Berlin Echo-Verleihung mal anders

Berlin · Die deutsche Musikindustrie richtet ihren wichtigsten Preis neu aus - zum ersten Mal überträgt Vox die Gala.

Ein Helene-Fischer-Abend ist die Echo-Verleihung in diesem Jahr nicht. Deutschlands Schlagerkönigin - gefühlte Daueranwärterin auf den Musikpreis - ist nicht nominiert. Und auch sonst ist einiges anders. Die Echo-Macher proben den Neuanfang.

Die Verleihung ist straffer geworden. Die Juroren bekommen mehr Stimmgewicht. Die Sänger Sascha und Xavier Naidoo moderieren. Und nicht mehr das Erste, sondern der Privatsender Vox überträgt die Show - allerdings zeitversetzt um 24 Stunden, heute ab 20.15 Uhr.

Florian Drücke, Geschäftsführer des Bundesverbands Musikindustrie (BVMI), versprach schon im Vorhinein ein Programm, das "die enorme stilistische Bandbreite der aktuellen Popmusik" widerspiegeln soll. Das Hip-Hop-Trio Beginner geht mit vier Nominierungen als Spitzenreiter ins Rennen, auf der Bühne stehen unter anderem Udo Lindenberg mit BAP-Sänger Wolfgang Niedecken, die Amerikanerin Beth Ditto von der Indie-Band Gossip, die jetzt solo unterwegs ist, und Die Toten Hosen mit ihrer neuen Single "Unter den Wolken".

Ob diese Auswahl mehr Zuschauer bringt? Nach einem schleichenden Verfall der TV-Quoten hatte der Musikverband im Dezember die Notbremse gezogen und zur 26. Echo-Ausgabe eine Neuausrichtung angekündigt.

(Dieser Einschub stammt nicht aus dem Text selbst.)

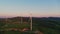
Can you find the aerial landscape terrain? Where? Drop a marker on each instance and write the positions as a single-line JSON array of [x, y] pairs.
[[44, 25], [29, 16]]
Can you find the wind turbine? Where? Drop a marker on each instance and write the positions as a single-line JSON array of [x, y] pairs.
[[31, 21]]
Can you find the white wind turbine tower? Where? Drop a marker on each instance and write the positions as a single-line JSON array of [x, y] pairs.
[[31, 21]]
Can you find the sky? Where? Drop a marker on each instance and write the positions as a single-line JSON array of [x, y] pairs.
[[38, 8]]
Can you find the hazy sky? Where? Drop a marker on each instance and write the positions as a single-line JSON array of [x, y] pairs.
[[38, 8]]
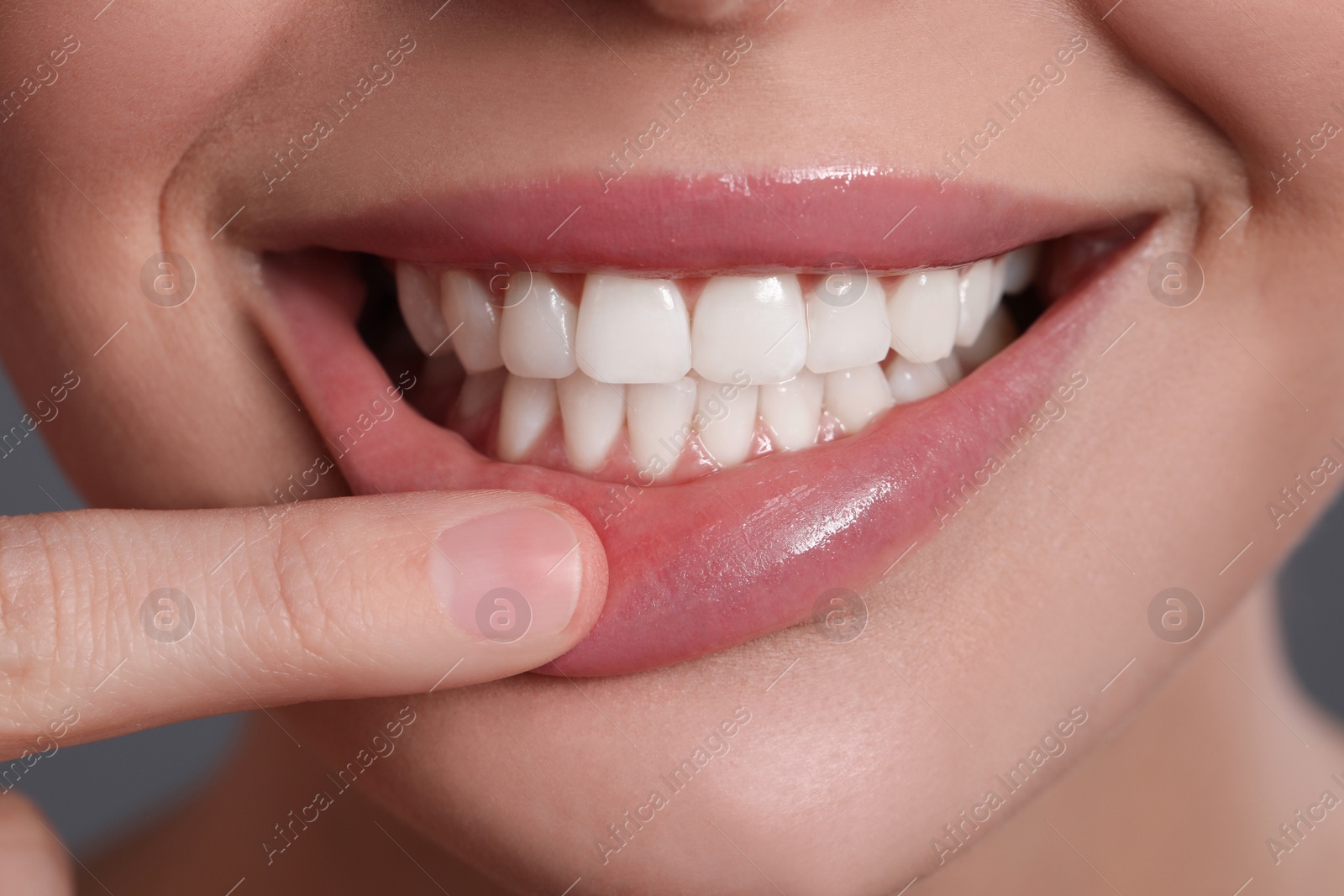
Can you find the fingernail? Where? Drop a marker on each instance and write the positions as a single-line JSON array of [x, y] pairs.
[[510, 574]]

Das Erste, das die Echo-Verleihung seit 2009 im Programm führte, hatte bald nach der Gala den Ausstieg angekündigt - aus "inhaltlichen Gründen", wie es hieß. Doch auch die Quote war enttäuschend. Nur 3,38 Millionen Menschen schauten zuletzt zu, das entsprach einem Marktanteil von 11,6 Prozent.

Die inhaltliche Kritik lautete: langatmiger Ablauf, zu viele Preise und einige Skandale. Die umstrittenen Deutschrocker von Frei.Wild hatten dem Publikum im vergangenen Jahr den Stinkefinger gezeigt. 2013 war die Band wegen ihres rechtslastigen Images nach Protesten nachträglich von der Nominierungsliste gestrichen worden.

Für den Echo 2017 wurde die Zahl der Kategorien von 31 auf 22 gekürzt, auch die Auswertungsbasis hat sich geändert. Zwar sind für die Nominierung die Verkaufszahlen entscheidend, die Jury bekommt bei der Preisvergabe aber mehr Gewicht, ihr Votum fließt zu 50 Prozent in das Ergebnis ein.

Marius Müller-Westernhagen (68) erhielt den Echo für sein Lebenswerk. Er habe die deutschsprachige Rockmusik als Sänger, Songwriter und Performer maßgeblich und nachhaltig geprägt, sagte der BVMI. "Songs wie ,Sexy', ,Freiheit' oder ,Wieder hier' gehören zur DNA der Rockmusik in Deutschland." Müller-Westernhagen gehöre zweifellos zu den Pionieren der deutschsprachigen Rockmusik, sagte der BVMI-Vorstandsvorsitzende Dieter Gorny.

Moderator Jan Böhmermann hatte kurz vor der Verleihung die deutsche Popmusikindustrie kritisiert. Der wichtigste deutsche Musikpreis ehre zu oft "seelenlose Kommerzkacke", beschwerte er sich in einem Youtube-Video. Die deutsche Popmusik sei vom Schlager kaum noch zu unterscheiden, findet Böhmermann. Neben dem "Heile-Welt-Getue" kritisierte er Schleichwerbung in Musikvideos und fragte: "Ist der Echo eigentlich der Preis der deutschen Musikindustrie oder der Preis der deutschen Industriemusik?"